Friday, January 26, 2007

Review: Heart-Shaped Box

I have such mixed feelings about horror fiction lately. At its core it sets out to mine the dark corners of our psyche, to bring those inner terrors to life on the page. When it's done well it not only scares the hell out of you it also digs into deeper meanings of character that explain why something scares us so much. Trouble is, most horror writers seemed bent on using cheap shock tactics or gross out tricks; it might read well the first time but it's not enough to hold up to serious thought or second readings.

Not so with Joe Hill and his first novel Heart Shaped Box.

Aging rock star Judas Coyne is a collector of bizarre and macabre artifacts: a used hangman's noose, a snuff film, rare books on witchcraft and anything and everything in-between. When he purchases a suit billed through an online auction as the haunted clothes of a recently deceased man, Coyne finds much more than he bargained for. Everywhere Coyne looks he sees the twisted spirit of an old and evil man following him, laughing at him and dangling a deadly razor on a chain. Coyne soon learns the suit belonged to Craddock McDermott, the stepfather of a former lover who committed suicide shortly after Coyne tossed her out of his life. McDermott, a professional hypnotist prior to his death, swore on his deathbed to destroy Coyne's rock star life of self-indulgence to avenge the death of his step-daughter.

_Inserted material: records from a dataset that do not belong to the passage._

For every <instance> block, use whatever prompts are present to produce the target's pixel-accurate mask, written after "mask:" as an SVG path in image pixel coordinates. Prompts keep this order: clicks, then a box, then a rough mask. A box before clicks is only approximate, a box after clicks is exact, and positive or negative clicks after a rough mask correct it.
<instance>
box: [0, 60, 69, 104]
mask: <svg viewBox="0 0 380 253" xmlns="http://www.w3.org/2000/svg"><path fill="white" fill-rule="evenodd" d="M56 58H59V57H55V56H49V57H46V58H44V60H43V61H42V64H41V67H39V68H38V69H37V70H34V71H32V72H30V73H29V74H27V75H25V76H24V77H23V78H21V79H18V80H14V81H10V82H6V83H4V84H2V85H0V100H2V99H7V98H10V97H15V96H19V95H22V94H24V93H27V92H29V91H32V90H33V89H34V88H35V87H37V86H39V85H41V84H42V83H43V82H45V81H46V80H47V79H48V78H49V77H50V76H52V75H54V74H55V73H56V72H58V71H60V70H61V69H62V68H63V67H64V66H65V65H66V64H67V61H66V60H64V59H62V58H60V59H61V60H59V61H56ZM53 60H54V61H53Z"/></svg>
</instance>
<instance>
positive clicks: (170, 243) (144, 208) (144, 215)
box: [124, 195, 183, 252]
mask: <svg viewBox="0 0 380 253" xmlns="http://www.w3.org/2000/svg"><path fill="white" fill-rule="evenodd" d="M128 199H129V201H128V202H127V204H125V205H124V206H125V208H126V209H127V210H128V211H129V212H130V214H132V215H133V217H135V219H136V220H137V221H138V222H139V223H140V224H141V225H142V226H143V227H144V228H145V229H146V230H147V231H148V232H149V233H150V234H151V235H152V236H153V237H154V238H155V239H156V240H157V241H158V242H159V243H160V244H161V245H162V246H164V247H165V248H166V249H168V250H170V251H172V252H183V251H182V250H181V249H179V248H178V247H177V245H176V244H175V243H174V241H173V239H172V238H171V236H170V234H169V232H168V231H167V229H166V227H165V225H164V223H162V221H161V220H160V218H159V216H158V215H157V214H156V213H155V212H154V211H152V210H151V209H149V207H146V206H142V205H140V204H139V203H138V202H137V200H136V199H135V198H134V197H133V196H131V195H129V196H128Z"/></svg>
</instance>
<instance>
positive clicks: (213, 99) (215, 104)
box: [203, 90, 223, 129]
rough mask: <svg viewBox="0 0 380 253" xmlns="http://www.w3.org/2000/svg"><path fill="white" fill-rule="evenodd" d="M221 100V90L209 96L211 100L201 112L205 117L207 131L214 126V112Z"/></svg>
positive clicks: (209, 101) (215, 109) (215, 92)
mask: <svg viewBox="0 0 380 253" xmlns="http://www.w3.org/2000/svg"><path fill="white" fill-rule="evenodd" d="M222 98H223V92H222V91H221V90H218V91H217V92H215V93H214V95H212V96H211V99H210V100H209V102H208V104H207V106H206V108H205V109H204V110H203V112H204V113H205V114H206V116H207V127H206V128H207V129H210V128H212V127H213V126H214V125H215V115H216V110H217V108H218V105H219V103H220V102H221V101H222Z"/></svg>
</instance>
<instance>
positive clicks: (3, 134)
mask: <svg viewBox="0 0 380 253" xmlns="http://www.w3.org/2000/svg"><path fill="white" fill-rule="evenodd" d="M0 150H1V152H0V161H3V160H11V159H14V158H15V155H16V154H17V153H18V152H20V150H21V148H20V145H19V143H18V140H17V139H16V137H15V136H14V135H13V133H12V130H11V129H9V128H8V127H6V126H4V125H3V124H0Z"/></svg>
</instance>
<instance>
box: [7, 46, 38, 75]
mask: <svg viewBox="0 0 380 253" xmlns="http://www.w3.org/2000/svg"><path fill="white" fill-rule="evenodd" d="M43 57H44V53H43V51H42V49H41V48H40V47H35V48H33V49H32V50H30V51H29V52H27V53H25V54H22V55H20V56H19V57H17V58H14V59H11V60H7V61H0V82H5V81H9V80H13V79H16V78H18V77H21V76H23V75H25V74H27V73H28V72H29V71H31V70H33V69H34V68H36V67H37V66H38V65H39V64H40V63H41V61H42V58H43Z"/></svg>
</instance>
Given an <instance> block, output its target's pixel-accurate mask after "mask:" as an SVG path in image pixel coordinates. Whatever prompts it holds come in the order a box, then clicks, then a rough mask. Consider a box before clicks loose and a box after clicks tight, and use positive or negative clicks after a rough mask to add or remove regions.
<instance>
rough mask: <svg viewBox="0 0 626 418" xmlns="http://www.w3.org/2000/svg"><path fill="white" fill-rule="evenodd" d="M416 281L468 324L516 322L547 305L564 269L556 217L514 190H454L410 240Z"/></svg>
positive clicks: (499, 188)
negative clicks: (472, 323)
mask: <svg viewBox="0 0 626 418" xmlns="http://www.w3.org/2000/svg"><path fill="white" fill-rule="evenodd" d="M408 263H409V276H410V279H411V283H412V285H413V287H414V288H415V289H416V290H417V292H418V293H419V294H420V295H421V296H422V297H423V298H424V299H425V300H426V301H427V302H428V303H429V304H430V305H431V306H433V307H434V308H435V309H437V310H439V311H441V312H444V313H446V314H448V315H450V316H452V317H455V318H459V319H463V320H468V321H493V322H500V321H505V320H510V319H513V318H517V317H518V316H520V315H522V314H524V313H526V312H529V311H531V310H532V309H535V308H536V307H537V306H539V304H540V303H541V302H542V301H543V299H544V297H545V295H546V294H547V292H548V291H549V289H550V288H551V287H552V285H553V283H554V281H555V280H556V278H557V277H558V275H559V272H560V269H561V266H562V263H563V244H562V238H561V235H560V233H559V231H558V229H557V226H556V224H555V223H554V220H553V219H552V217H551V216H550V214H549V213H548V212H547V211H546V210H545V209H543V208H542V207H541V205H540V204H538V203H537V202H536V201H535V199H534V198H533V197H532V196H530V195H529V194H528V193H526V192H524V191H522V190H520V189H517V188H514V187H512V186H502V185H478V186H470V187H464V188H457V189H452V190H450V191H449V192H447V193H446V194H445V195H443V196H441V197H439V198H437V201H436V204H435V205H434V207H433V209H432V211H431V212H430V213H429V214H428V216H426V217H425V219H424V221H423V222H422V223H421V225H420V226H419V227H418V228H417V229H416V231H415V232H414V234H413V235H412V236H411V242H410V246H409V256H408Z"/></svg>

There are some really creepy moments in this novel, moments when things seem so out of control you don't know if Coyne will survive or end up as a soul damned by his own past. Hill has real a skill with the pyrotechnics of a horrifying ghost story, but he knows how to use it sparingly to really build suspense throughout the book. And like all good ghost stories, Hill also crafts a deftly plotted mystery as the true motivations and powers of McDermott unfold. As we learn more about the ghost of McDermott---and how ghosts work in Hill's universe---we also learn a lot about Coyne. We learn the truth behind his loose attitude towards women, about the love he holds for his dogs, and the hatred he holds for his own father. These are done not as simple character development but to show us pieces of Coyne that prove vital to his struggle against the spirit world.

I've never heard of Hill before, but he's got two Bram Stoker awards under his belt for his short fiction. I was first worried that Heart Shaped Box would be a quirky concept that didn't live up to its own ideas, but the depth of character hidden in the dark shadows of both Coyne and McDermott lift what could otherwise be a formula supernatural thriller to a fairly impressive and fun first novel.


1 comment:

John said...

I'm really looking forward to read this novel.

Perhaps you've never heard about Joe Hill before and it's because he's really Joe King, Stephen King's son.

Sounds like it's definitely worth it, according to your review. Sweet.